DUBAI - Although there is no confirmation about oil and gas reserves in Lebanon, it is a "high probability" to be confirmed by early 2020, Fouad Siniora, Lebanon’s former Prime Minister said.

In February 2018, Lebanon signed its first offshore oil and gas exploration, and production contracts, for two energy blocks with a consortium of France's Total, Italy's Eni and Russia's Novatek.

The natural resources of Lebanon are limited and include limestone, iron ore, and salt.

Protests have been taking place since 17th October against the ruling class, corruption and standard of living. The public debt of the Middle Eastern country is an estimated US$86 billion.

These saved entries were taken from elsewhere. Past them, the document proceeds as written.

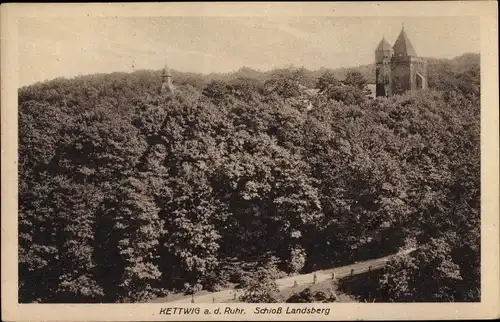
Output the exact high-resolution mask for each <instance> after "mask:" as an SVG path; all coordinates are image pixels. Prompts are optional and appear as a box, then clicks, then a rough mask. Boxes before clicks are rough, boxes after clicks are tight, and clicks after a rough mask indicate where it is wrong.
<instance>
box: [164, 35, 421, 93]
mask: <svg viewBox="0 0 500 322" xmlns="http://www.w3.org/2000/svg"><path fill="white" fill-rule="evenodd" d="M375 65H376V81H375V83H376V84H375V95H376V96H377V97H378V96H385V97H387V96H391V95H393V94H402V93H404V92H405V91H407V90H416V89H427V76H428V66H427V61H426V60H425V59H424V58H421V57H418V56H417V53H416V52H415V49H414V48H413V45H412V44H411V42H410V40H409V39H408V36H407V35H406V32H405V30H404V26H403V27H402V28H401V32H400V34H399V36H398V38H397V39H396V42H395V43H394V46H391V45H390V44H389V43H388V42H387V40H385V38H382V41H381V42H380V44H379V45H378V46H377V49H376V50H375ZM161 78H162V85H161V90H160V92H161V94H162V95H170V94H172V93H173V92H174V91H175V87H174V85H173V84H172V75H171V74H170V70H169V69H168V67H167V65H165V67H164V68H163V71H162V74H161Z"/></svg>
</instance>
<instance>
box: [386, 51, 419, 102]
mask: <svg viewBox="0 0 500 322" xmlns="http://www.w3.org/2000/svg"><path fill="white" fill-rule="evenodd" d="M411 65H412V64H411V62H410V60H408V59H393V61H392V63H391V76H392V77H391V78H392V84H391V85H392V86H391V87H392V93H393V94H402V93H404V92H405V91H407V90H409V89H411V86H412V83H414V82H412V78H411V75H412V68H411ZM414 74H415V72H414ZM415 75H416V74H415Z"/></svg>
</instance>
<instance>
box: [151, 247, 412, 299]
mask: <svg viewBox="0 0 500 322" xmlns="http://www.w3.org/2000/svg"><path fill="white" fill-rule="evenodd" d="M414 250H415V249H408V250H405V251H402V252H399V253H397V254H392V255H389V256H385V257H381V258H376V259H371V260H367V261H363V262H359V263H354V264H351V265H347V266H341V267H336V268H331V269H327V270H319V271H316V272H313V273H309V274H299V275H295V276H288V277H284V278H280V279H277V280H276V284H278V287H279V289H280V291H281V290H283V289H286V288H289V287H293V286H294V284H295V282H297V285H303V284H311V283H312V282H313V280H314V274H315V273H316V283H321V282H324V281H326V280H331V279H332V273H333V272H335V278H336V279H337V278H342V277H345V276H348V275H350V274H351V271H352V274H353V275H357V274H361V273H364V272H367V271H368V270H370V269H372V270H376V269H381V268H382V267H384V266H385V263H387V262H388V261H389V260H390V259H391V258H393V257H394V256H396V255H398V254H408V253H411V252H412V251H414ZM240 295H242V290H236V289H228V290H223V291H220V292H210V293H207V294H200V295H195V296H194V303H213V302H215V303H229V302H234V299H235V298H238V297H239V296H240ZM191 300H192V297H191V296H189V295H186V296H184V297H183V298H181V299H178V300H174V301H168V298H158V299H155V300H153V301H152V302H154V303H166V302H168V303H191Z"/></svg>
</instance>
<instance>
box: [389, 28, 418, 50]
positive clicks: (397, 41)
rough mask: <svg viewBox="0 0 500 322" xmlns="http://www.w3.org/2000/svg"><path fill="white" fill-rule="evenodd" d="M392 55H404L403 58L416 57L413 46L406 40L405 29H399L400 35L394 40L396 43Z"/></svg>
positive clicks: (395, 42)
mask: <svg viewBox="0 0 500 322" xmlns="http://www.w3.org/2000/svg"><path fill="white" fill-rule="evenodd" d="M393 48H394V54H396V55H401V54H402V55H405V56H415V57H416V56H417V53H416V52H415V49H413V46H412V44H411V42H410V40H409V39H408V36H407V35H406V32H405V28H404V27H403V28H402V29H401V33H400V34H399V36H398V39H396V42H395V43H394V47H393Z"/></svg>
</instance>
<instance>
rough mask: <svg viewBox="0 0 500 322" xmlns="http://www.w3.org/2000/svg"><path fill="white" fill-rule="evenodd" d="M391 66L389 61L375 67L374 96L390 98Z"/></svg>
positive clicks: (384, 62) (387, 61) (390, 82)
mask: <svg viewBox="0 0 500 322" xmlns="http://www.w3.org/2000/svg"><path fill="white" fill-rule="evenodd" d="M391 83H392V81H391V64H390V59H386V60H385V61H383V62H382V63H379V64H377V65H376V89H375V92H376V96H390V95H391V93H392V90H391V86H392V85H391Z"/></svg>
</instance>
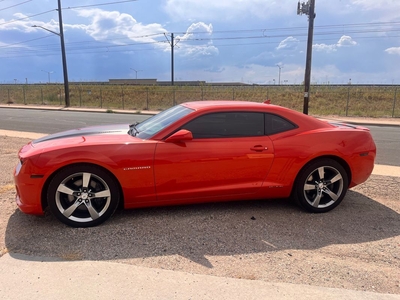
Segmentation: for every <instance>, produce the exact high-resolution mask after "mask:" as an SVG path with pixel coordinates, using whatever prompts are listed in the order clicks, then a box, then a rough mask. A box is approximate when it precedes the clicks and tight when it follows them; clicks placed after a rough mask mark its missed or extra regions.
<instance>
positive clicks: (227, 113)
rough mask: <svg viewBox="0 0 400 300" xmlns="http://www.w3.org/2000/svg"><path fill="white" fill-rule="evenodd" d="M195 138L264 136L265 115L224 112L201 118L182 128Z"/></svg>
mask: <svg viewBox="0 0 400 300" xmlns="http://www.w3.org/2000/svg"><path fill="white" fill-rule="evenodd" d="M182 128H183V129H187V130H189V131H191V132H192V134H193V137H194V138H224V137H246V136H261V135H264V114H263V113H256V112H223V113H212V114H208V115H204V116H200V117H198V118H196V119H195V120H193V121H191V122H189V123H187V124H186V125H184V126H182Z"/></svg>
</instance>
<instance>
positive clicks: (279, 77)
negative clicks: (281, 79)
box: [276, 65, 283, 85]
mask: <svg viewBox="0 0 400 300" xmlns="http://www.w3.org/2000/svg"><path fill="white" fill-rule="evenodd" d="M276 66H277V67H278V68H279V80H278V85H281V69H282V68H283V66H281V65H276Z"/></svg>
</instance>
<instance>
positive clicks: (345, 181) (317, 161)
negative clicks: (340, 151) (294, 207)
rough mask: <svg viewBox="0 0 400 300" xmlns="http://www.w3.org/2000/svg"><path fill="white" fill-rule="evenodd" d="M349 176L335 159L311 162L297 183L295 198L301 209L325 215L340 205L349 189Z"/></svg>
mask: <svg viewBox="0 0 400 300" xmlns="http://www.w3.org/2000/svg"><path fill="white" fill-rule="evenodd" d="M348 185H349V183H348V175H347V172H346V170H345V169H344V168H343V166H342V165H341V164H340V163H338V162H337V161H335V160H333V159H329V158H326V159H320V160H317V161H314V162H311V163H310V164H309V165H307V166H306V167H305V168H304V169H303V170H301V172H300V174H299V176H298V177H297V180H296V182H295V190H294V197H295V198H296V200H297V202H298V203H299V204H300V206H301V207H303V208H304V209H306V210H308V211H310V212H315V213H323V212H327V211H330V210H332V209H334V208H335V207H336V206H338V205H339V204H340V202H341V201H342V200H343V198H344V196H345V195H346V192H347V189H348Z"/></svg>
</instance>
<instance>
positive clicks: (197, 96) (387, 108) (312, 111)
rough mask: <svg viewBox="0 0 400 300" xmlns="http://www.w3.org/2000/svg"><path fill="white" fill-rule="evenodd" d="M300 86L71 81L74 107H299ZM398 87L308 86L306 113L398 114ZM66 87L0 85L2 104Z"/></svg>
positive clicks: (378, 114)
mask: <svg viewBox="0 0 400 300" xmlns="http://www.w3.org/2000/svg"><path fill="white" fill-rule="evenodd" d="M303 91H304V87H303V86H300V85H294V86H293V85H273V86H256V85H254V86H210V85H204V86H134V85H86V84H78V83H70V102H71V106H72V107H90V108H105V109H110V110H113V109H129V110H137V111H144V110H164V109H166V108H168V107H171V106H172V105H174V104H178V103H182V102H186V101H194V100H217V99H219V100H247V101H256V102H262V101H265V100H266V99H271V102H272V103H273V104H278V105H282V106H285V107H288V108H291V109H295V110H297V111H302V110H303V101H304V92H303ZM398 94H400V88H399V86H358V85H348V86H335V85H314V86H312V87H311V93H310V102H309V114H311V115H321V116H323V115H338V116H363V117H400V103H399V102H400V99H398V98H400V95H398ZM64 101H65V100H64V86H63V85H62V84H45V85H0V104H7V103H10V104H11V103H13V104H26V105H64V103H65V102H64Z"/></svg>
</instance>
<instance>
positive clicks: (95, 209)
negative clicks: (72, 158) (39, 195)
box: [47, 165, 119, 227]
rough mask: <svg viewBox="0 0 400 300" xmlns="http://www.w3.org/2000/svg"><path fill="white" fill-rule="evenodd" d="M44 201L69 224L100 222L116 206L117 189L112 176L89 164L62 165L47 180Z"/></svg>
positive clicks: (117, 195)
mask: <svg viewBox="0 0 400 300" xmlns="http://www.w3.org/2000/svg"><path fill="white" fill-rule="evenodd" d="M47 201H48V205H49V208H50V210H51V212H52V213H53V214H54V215H55V216H56V217H57V219H59V220H60V221H61V222H63V223H65V224H67V225H69V226H72V227H91V226H96V225H99V224H101V223H103V222H104V221H105V220H107V219H108V218H109V217H110V216H111V215H112V214H113V213H114V211H115V210H116V208H117V206H118V202H119V190H118V186H117V184H116V183H115V180H114V178H113V177H111V176H110V175H109V174H108V173H107V172H106V171H104V170H103V169H101V168H99V167H97V166H92V165H75V166H70V167H67V168H65V169H62V170H61V171H60V172H58V173H57V174H56V175H55V176H54V178H53V179H52V181H51V182H50V185H49V188H48V191H47Z"/></svg>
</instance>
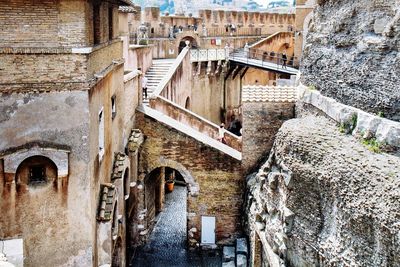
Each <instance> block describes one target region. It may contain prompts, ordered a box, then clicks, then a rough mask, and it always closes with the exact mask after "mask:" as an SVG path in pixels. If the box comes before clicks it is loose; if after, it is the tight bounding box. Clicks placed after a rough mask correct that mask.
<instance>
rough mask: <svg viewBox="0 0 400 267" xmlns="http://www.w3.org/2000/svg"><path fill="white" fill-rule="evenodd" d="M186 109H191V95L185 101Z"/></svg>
mask: <svg viewBox="0 0 400 267" xmlns="http://www.w3.org/2000/svg"><path fill="white" fill-rule="evenodd" d="M185 109H189V110H190V97H187V98H186V101H185Z"/></svg>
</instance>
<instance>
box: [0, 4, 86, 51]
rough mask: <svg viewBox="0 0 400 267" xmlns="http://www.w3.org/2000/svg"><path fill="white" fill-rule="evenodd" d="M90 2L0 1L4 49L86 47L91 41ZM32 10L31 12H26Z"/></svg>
mask: <svg viewBox="0 0 400 267" xmlns="http://www.w3.org/2000/svg"><path fill="white" fill-rule="evenodd" d="M89 6H90V4H89V3H88V2H87V1H65V0H45V1H40V2H34V1H29V0H23V1H16V0H12V1H9V0H2V1H0V25H1V26H0V32H1V33H2V34H1V37H0V44H1V46H16V45H17V46H22V47H41V46H47V47H57V46H76V47H79V46H86V45H88V43H89V41H90V35H89V34H90V31H89V28H90V27H91V24H89V23H90V21H89V20H88V12H89V11H90V10H89ZM27 10H29V12H26V11H27Z"/></svg>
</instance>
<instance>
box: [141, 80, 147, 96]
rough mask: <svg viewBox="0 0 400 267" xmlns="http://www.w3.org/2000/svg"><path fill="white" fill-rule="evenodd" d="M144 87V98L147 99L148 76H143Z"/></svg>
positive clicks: (143, 82) (142, 88)
mask: <svg viewBox="0 0 400 267" xmlns="http://www.w3.org/2000/svg"><path fill="white" fill-rule="evenodd" d="M142 89H143V93H144V98H145V99H147V77H146V76H143V77H142Z"/></svg>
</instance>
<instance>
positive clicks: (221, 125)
mask: <svg viewBox="0 0 400 267" xmlns="http://www.w3.org/2000/svg"><path fill="white" fill-rule="evenodd" d="M218 141H220V142H221V143H223V144H226V141H225V124H224V123H221V125H220V126H219V128H218Z"/></svg>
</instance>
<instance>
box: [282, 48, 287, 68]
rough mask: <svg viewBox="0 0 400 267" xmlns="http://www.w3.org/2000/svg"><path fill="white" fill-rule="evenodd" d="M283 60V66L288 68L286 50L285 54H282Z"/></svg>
mask: <svg viewBox="0 0 400 267" xmlns="http://www.w3.org/2000/svg"><path fill="white" fill-rule="evenodd" d="M282 61H283V65H282V68H283V69H287V64H286V62H287V55H286V52H283V54H282Z"/></svg>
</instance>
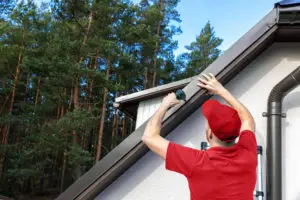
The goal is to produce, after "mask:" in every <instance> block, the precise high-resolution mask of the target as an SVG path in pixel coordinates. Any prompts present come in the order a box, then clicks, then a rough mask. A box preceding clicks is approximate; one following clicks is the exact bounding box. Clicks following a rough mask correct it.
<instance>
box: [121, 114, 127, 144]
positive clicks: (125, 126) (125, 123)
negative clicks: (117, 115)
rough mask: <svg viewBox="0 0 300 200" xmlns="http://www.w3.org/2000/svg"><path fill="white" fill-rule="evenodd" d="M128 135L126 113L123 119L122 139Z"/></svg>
mask: <svg viewBox="0 0 300 200" xmlns="http://www.w3.org/2000/svg"><path fill="white" fill-rule="evenodd" d="M125 135H126V115H125V114H124V117H123V121H122V139H124V137H125Z"/></svg>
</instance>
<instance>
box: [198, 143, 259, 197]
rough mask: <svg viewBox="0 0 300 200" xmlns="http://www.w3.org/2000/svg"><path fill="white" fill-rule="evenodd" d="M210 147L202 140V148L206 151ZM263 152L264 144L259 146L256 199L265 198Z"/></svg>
mask: <svg viewBox="0 0 300 200" xmlns="http://www.w3.org/2000/svg"><path fill="white" fill-rule="evenodd" d="M208 148H209V145H208V144H207V142H201V150H203V151H205V150H207V149H208ZM262 154H263V148H262V146H260V145H258V146H257V161H258V162H257V168H256V187H255V191H254V192H253V196H254V198H256V200H263V198H264V191H263V181H262Z"/></svg>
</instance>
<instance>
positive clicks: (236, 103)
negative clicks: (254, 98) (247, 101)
mask: <svg viewBox="0 0 300 200" xmlns="http://www.w3.org/2000/svg"><path fill="white" fill-rule="evenodd" d="M219 95H220V96H221V97H222V98H223V99H224V100H225V101H227V103H228V104H230V105H231V106H232V107H233V108H234V109H235V110H236V111H237V112H238V114H239V117H240V119H241V121H242V122H245V121H249V120H251V121H253V117H252V115H251V113H250V112H249V111H248V109H247V108H246V107H245V106H244V105H243V104H242V103H240V102H239V101H238V100H237V99H236V98H235V97H234V96H233V95H232V94H231V93H230V92H229V91H228V90H226V89H224V90H223V91H221V92H220V94H219Z"/></svg>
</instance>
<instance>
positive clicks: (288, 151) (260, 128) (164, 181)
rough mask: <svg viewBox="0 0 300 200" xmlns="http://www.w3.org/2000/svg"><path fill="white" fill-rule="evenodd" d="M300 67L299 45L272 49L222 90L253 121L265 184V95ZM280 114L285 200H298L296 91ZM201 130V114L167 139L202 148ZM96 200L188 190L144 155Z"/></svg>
mask: <svg viewBox="0 0 300 200" xmlns="http://www.w3.org/2000/svg"><path fill="white" fill-rule="evenodd" d="M299 65H300V43H293V44H292V43H291V44H288V43H277V44H273V45H272V46H271V47H270V48H269V49H267V50H266V51H265V52H264V53H263V54H261V55H260V56H259V57H258V58H257V59H256V60H255V61H253V62H252V63H251V64H250V65H249V66H248V67H247V68H246V69H245V70H244V71H242V72H241V73H240V74H239V75H237V76H236V77H235V78H234V79H233V80H232V81H231V82H230V83H229V84H227V85H226V87H227V88H228V89H229V90H230V91H231V92H232V93H233V94H234V96H236V97H237V98H238V99H239V100H240V101H241V102H242V103H244V105H246V106H247V107H248V109H249V110H250V112H251V113H252V114H253V116H254V118H255V121H256V135H257V141H258V144H260V145H262V146H263V147H264V157H263V166H264V168H263V175H264V178H263V179H264V181H265V180H266V177H265V174H266V169H265V163H266V157H265V147H266V131H267V119H266V118H264V117H262V113H263V112H265V111H266V110H267V99H268V95H269V93H270V91H271V89H272V88H273V86H274V85H276V84H277V83H278V82H279V81H280V80H281V79H283V78H284V77H285V76H286V75H287V74H289V73H290V72H292V71H293V70H294V69H295V68H296V67H297V66H299ZM283 111H284V112H286V113H287V118H286V119H283V120H282V140H283V141H282V151H283V165H282V167H283V174H282V178H283V179H282V180H283V199H284V200H299V199H300V184H299V180H300V173H298V171H299V169H300V159H299V153H300V145H299V143H300V132H299V130H300V87H298V88H296V89H295V90H293V91H291V92H290V93H289V94H288V95H287V96H286V98H285V99H284V101H283ZM204 128H205V119H204V118H203V116H202V114H201V109H200V108H199V109H198V110H196V111H195V112H194V113H193V114H192V115H190V116H189V117H188V118H187V119H186V120H185V121H184V122H183V123H182V124H180V125H179V126H178V127H177V128H176V129H175V130H174V131H173V132H172V133H170V134H169V135H168V137H167V138H168V139H169V140H171V141H174V142H176V143H180V144H183V145H186V146H189V147H193V148H200V142H201V141H205V137H204ZM264 186H265V184H264ZM199 189H201V188H199ZM96 199H97V200H188V199H189V189H188V184H187V181H186V179H185V177H184V176H182V175H180V174H177V173H174V172H170V171H166V170H165V165H164V161H163V160H162V159H161V158H160V157H158V156H156V155H154V154H153V153H152V152H148V153H147V154H146V155H145V156H144V157H142V158H141V159H140V160H139V161H138V162H137V163H136V164H135V165H133V166H132V167H131V168H129V170H128V171H126V172H125V173H124V174H123V175H122V176H121V177H119V178H118V179H117V180H116V181H115V182H114V183H113V184H111V185H110V186H109V187H108V188H107V189H106V190H105V191H103V192H102V193H101V194H100V195H99V196H98V197H97V198H96Z"/></svg>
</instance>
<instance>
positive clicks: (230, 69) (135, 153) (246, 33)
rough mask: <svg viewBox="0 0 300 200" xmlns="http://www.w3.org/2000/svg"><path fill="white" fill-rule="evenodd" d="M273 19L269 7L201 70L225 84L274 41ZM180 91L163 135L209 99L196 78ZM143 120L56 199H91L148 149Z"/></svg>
mask: <svg viewBox="0 0 300 200" xmlns="http://www.w3.org/2000/svg"><path fill="white" fill-rule="evenodd" d="M275 19H276V10H275V9H273V10H272V11H271V12H270V13H269V14H267V15H266V16H265V17H264V18H263V19H262V20H261V21H260V22H258V23H257V24H256V25H255V26H254V27H253V28H252V29H250V30H249V31H248V32H247V33H246V34H245V35H244V36H243V37H241V38H240V39H239V40H238V41H237V42H236V43H235V44H234V45H233V46H232V47H231V48H229V49H228V50H227V51H226V52H225V53H224V54H223V55H222V56H220V57H219V58H218V59H217V60H216V61H215V62H213V63H212V64H211V65H210V66H209V67H208V68H207V69H206V70H205V71H206V72H207V71H209V72H211V73H213V74H215V76H216V77H217V78H218V80H219V81H220V82H222V83H223V84H226V83H227V82H228V81H230V80H231V79H232V78H233V77H234V76H235V75H237V74H238V72H240V71H241V70H242V69H243V68H244V67H246V66H247V64H249V63H250V62H251V61H252V59H253V57H255V56H257V55H258V54H259V53H261V52H262V51H263V50H264V49H265V48H266V47H267V46H268V45H269V44H270V43H271V42H273V41H274V38H272V36H273V35H274V33H275V32H276V31H277V29H278V27H277V26H276V20H275ZM251 58H252V59H251ZM183 90H184V91H185V93H186V97H187V101H186V102H184V103H182V104H180V105H178V106H176V107H174V108H172V109H170V110H169V111H168V112H167V114H166V116H165V118H164V120H163V124H162V130H161V133H162V135H163V136H166V135H167V134H168V133H169V132H170V131H172V130H173V129H174V128H176V127H177V126H178V124H180V123H181V122H182V121H184V120H185V119H186V118H187V117H188V116H189V115H190V114H191V113H193V112H194V111H195V110H196V108H198V107H199V106H201V105H202V103H203V102H204V101H205V100H206V99H208V98H209V96H208V95H204V94H205V90H203V89H200V88H199V87H197V85H196V80H192V81H191V82H190V83H189V84H188V85H187V86H186V87H185V88H184V89H183ZM146 123H147V121H146V122H145V123H144V124H143V125H142V126H141V127H139V128H138V129H137V130H136V131H134V132H133V133H132V134H131V135H130V136H129V137H128V138H126V139H125V140H124V141H123V142H122V143H121V144H119V145H118V146H117V147H116V148H115V149H114V150H113V151H111V152H110V153H109V154H108V155H106V156H105V157H104V158H103V159H102V160H100V161H99V162H98V163H97V164H96V165H95V166H94V167H92V169H91V170H89V171H88V172H87V173H86V174H84V175H83V176H82V177H81V178H79V179H78V180H77V181H76V182H75V183H73V184H72V185H71V186H70V187H69V188H67V190H66V191H64V192H63V193H62V194H61V195H60V196H59V197H58V198H57V200H60V199H70V198H71V199H88V200H89V199H93V198H94V197H95V195H97V194H98V193H100V192H102V191H103V190H104V189H105V188H106V187H107V186H108V185H110V184H111V183H112V182H113V181H114V180H115V179H116V178H117V177H118V176H120V175H121V174H122V173H124V172H125V171H126V169H127V168H128V167H130V166H131V165H132V164H134V163H135V162H136V161H137V160H138V159H139V158H140V157H141V156H143V155H144V154H145V153H146V152H147V151H148V148H146V147H145V145H144V144H143V143H142V142H141V135H142V133H143V132H144V129H145V124H146ZM87 191H88V192H87Z"/></svg>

Siniora said the exploration companies had conducted seismic surveys, studies and analysis before taking a decision to invest money in explorations in Lebanon.

"Had it not been positive, they would not have invested their money," Lebanon's Prime Minister from 2005 to 2009 said.

Media reports quoting the Lebanese Petroleum Administration, said an LPA document revealed the potential for several gas-prone and oil-prone source rocks in the Levant basin and noted that these rocks have reached maturity.

Asked how a positive result of oil and gas exploration would impact the economic crisis in Lebanon, Siniora said it would take six to seven years to see results.

"What is important is managing these things properly," he pointed out quoting an old saying, "an intelligent person learns from his mistakes, a wise person learns from others’ mistakes and you can guess who is the third one!" "We should not mismanage the economy and we have to manage the hydrocarbon resources very well," he added.

"That is the right thing to do. We need to learn from the past mistakes," said the veteran politician who had worked as a long-term adviser for former Prime Minister Rafic Hariri.

Siniora had also served as a Minister of Finance under Hariri. He said the position always attracted unpopularity. "Was there any finance minister in the world who was liked by people?" he asked.

To support this argument, he recalled an experience in 1995 when a Lebanese delegation, including 29 ministers, led by the-then president Elias Hrawi, visited Syria on the invitation of Syrian President Hafez Al Assad for signing some agreements between both nations.

In a casual conversation, he heard Hrawi telling Al Assad that cabinet colleagues did not like his minister of finance.

"I heard President Al Assad telling my president: 'If my minister of finance gets friendly with his colleagues, I'd fire him!'," Seniora recalled.

Asked about international donors’ conditions to release $US11 billion they pledged in a conference in Paris in 2018, he said, "The conditions are basically economic reforms, which Lebanon need anyway." All global financial institutions put forward similar conditions to extend aid, he pointed out.